We are also funding the education Ministries. A new funding model is required for these emergencies. It is no good stumping up money and saying, “Here’s our commitment of £50 million” or £100 million, or whatever it is. Ministers who are delivering education in Lebanon and Jordan need to be assured that the finance will be there next year and the year after if they are to have plans. Therefore, part of our effort has been driving forward the agenda of delivering education over the longer term. That will be part of our agenda in Oslo and Addis: to make sure that finance is available not just as a one-off donation, but on the basis of a commitment on which Governments and Ministers can plan to provide for the educational needs as required.
As for the systems that underpin the principles of learning and equity, I have drawn attention to the fact that we need to address a whole series of statistics and metrics—things that we need to be able to measure—in order to ensure that data are used properly to deliver the outcome that we require.

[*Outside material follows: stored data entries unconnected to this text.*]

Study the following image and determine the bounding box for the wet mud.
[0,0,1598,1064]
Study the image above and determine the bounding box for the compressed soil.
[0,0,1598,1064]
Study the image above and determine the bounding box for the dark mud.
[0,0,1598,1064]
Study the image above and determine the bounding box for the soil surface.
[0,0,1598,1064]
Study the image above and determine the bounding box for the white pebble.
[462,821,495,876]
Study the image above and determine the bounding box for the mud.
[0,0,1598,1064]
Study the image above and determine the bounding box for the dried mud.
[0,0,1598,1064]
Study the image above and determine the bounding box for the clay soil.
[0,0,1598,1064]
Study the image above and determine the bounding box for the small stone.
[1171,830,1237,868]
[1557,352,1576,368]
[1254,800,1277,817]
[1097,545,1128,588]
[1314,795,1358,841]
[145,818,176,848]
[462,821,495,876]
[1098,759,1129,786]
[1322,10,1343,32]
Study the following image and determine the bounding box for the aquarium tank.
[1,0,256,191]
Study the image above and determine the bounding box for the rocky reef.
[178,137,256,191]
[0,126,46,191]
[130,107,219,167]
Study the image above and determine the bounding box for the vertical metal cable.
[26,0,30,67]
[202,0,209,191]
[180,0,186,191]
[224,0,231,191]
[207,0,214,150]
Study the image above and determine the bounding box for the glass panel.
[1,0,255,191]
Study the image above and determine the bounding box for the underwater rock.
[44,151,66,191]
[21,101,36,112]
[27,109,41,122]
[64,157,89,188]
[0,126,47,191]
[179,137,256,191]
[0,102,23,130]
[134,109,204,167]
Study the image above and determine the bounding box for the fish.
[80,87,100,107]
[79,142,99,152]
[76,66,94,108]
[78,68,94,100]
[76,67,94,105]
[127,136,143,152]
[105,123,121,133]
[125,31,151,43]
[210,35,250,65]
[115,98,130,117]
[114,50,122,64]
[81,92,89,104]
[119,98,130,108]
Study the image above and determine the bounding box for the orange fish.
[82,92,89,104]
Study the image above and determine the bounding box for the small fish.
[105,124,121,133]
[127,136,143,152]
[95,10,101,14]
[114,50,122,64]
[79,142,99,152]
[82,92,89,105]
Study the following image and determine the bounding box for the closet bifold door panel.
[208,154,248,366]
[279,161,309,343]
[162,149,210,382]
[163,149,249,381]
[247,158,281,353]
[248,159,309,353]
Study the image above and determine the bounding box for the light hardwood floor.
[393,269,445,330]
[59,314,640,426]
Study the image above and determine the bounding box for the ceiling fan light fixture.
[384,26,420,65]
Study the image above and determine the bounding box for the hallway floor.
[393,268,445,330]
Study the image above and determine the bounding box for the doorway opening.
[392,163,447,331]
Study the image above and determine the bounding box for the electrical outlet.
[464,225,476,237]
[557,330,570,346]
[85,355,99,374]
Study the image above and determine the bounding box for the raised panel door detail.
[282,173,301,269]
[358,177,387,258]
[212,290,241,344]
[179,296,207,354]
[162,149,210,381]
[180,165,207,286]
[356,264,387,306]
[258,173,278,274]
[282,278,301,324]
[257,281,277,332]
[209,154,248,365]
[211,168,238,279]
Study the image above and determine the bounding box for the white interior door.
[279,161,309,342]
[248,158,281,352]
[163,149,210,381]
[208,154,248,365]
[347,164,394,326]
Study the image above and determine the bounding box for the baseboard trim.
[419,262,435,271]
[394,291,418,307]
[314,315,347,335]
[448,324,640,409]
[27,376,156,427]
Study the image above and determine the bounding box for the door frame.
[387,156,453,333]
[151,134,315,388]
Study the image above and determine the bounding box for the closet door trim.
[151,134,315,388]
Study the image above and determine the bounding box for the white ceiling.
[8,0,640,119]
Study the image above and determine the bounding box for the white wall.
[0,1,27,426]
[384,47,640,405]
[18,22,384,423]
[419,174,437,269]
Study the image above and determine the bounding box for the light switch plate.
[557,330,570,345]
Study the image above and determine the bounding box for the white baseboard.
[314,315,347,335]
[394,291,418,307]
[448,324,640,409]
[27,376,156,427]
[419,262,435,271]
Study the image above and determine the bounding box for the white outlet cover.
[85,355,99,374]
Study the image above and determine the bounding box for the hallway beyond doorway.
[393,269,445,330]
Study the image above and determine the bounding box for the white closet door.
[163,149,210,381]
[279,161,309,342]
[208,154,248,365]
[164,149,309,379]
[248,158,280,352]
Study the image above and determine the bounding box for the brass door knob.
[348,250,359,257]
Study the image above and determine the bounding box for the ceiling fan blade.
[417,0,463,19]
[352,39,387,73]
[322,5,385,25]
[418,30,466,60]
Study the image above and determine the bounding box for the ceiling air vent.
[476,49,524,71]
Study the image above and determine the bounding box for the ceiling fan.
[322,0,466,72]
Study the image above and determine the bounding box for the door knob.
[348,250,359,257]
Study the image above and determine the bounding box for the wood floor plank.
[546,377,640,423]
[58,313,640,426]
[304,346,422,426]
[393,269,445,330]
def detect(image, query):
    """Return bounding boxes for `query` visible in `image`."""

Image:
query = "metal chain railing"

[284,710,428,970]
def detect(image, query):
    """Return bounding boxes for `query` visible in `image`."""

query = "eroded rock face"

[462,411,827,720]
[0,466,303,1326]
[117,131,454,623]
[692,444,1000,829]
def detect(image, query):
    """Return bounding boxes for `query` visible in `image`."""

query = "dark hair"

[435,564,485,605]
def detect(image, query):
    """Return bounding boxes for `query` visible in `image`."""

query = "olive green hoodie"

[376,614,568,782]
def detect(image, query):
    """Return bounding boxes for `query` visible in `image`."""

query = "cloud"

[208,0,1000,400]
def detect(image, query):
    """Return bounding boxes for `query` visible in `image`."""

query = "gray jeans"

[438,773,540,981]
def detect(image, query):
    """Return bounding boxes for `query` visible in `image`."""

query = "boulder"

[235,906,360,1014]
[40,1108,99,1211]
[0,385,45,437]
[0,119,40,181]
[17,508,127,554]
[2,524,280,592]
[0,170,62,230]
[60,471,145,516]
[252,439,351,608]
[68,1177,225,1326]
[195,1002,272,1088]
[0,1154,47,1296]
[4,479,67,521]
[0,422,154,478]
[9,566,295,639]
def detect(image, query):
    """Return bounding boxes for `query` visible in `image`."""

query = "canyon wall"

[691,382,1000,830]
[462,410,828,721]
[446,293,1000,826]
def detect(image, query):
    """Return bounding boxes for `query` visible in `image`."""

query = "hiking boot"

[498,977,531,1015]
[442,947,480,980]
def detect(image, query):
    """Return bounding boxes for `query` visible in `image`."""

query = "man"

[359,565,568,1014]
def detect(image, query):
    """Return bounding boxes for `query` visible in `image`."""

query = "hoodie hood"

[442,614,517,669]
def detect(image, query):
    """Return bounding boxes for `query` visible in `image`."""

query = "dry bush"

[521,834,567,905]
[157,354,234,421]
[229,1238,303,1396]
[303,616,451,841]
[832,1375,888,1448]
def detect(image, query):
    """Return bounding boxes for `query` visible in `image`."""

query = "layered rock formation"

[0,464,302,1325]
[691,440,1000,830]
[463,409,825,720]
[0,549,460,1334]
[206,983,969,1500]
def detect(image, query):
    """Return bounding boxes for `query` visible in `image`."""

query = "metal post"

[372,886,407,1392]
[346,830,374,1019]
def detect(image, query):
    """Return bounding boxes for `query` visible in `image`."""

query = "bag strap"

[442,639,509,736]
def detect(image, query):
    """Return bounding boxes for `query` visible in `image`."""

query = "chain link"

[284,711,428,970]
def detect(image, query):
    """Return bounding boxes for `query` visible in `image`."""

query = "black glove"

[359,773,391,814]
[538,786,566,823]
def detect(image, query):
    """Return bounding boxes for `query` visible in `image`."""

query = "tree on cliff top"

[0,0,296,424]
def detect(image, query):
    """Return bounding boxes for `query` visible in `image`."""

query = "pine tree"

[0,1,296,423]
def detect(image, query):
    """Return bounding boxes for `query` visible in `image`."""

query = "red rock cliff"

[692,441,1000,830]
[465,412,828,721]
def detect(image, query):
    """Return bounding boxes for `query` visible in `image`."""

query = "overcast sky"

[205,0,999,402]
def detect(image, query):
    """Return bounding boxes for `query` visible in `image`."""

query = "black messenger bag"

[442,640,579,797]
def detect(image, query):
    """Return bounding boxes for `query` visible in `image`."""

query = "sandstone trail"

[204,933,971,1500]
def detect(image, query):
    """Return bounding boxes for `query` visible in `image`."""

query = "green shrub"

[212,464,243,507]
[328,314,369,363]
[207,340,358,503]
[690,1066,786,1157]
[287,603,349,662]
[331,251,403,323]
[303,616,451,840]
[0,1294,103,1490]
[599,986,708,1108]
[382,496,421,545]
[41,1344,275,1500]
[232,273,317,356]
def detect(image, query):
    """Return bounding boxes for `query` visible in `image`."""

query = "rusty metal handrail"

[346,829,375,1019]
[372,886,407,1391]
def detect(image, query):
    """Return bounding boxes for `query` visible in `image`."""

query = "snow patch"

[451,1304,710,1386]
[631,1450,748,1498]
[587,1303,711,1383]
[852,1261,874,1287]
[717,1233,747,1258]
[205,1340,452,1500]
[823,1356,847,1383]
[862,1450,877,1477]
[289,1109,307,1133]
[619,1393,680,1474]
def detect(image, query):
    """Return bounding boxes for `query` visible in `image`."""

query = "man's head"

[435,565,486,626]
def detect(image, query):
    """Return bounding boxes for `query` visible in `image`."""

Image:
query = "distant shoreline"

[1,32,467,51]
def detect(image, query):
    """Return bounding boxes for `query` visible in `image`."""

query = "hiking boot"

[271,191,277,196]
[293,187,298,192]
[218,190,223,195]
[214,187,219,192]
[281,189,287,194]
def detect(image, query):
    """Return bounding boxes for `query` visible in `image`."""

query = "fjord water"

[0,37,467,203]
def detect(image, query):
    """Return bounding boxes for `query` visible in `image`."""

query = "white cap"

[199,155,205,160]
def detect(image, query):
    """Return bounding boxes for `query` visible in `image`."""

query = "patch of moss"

The new SDG is a considerable expansion beyond the primary objective of the MDG. That raises all sorts of questions about finance, and the hon. Member for Ceredigion was right to consider whether we can provide the finance to deliver the goal. I think that we have to take a step back and consider policy and what we can do to address the needs of lifelong learning in a way that goes well beyond the emphasis on primary education. We are already active in that area. We have been supplying early years education for 150,000 children in Burma, and through the organisation BRAC in Bangladesh we have supplied 2.7 million children with pre-primary education, but we also have to address the needs of tertiary education. We are certainly active in technical and vocational education, but we need to consider particularly the concerns of further education beyond that. Most of our fellow donors deal with that through scholarships, but there is a weakness with scholarships in that all the expenditure is carried out in the donor country. It does not actually get out beyond that to the nations that are developing and that require it. How we deliver such things will have to be considered in more detail than perhaps it has been hitherto. There is a great policy decision to be made.
My view remains that primary education is of key importance in building foundations for development. It is one of the things that delivers huge improvements in delivery of other goals. Education is not only a goal in itself, but the door to other SDGs in terms of health outcomes and economic development. If education has not been delivered on, it will not be possible to deliver economic growth and the healthcare benefits that accrue as a consequence of having educated girls, which leads to later marriage and fewer problems with maternal health. All sort of things are transformed because of education. An additional year of education can increase a worker’s income by 10%, with all the effects that that has.
I would go further and say that the huge benefit of an educated population is that it delivers a stable, well governed country that provides for development—for the golden thread of economic development. Countries are poor because their elites choose to keep their people poor, because it suits them to do so and there is not an educated, active, civil society able to hold them to account. Education will deliver so much more than just the delivery of educational results in themselves.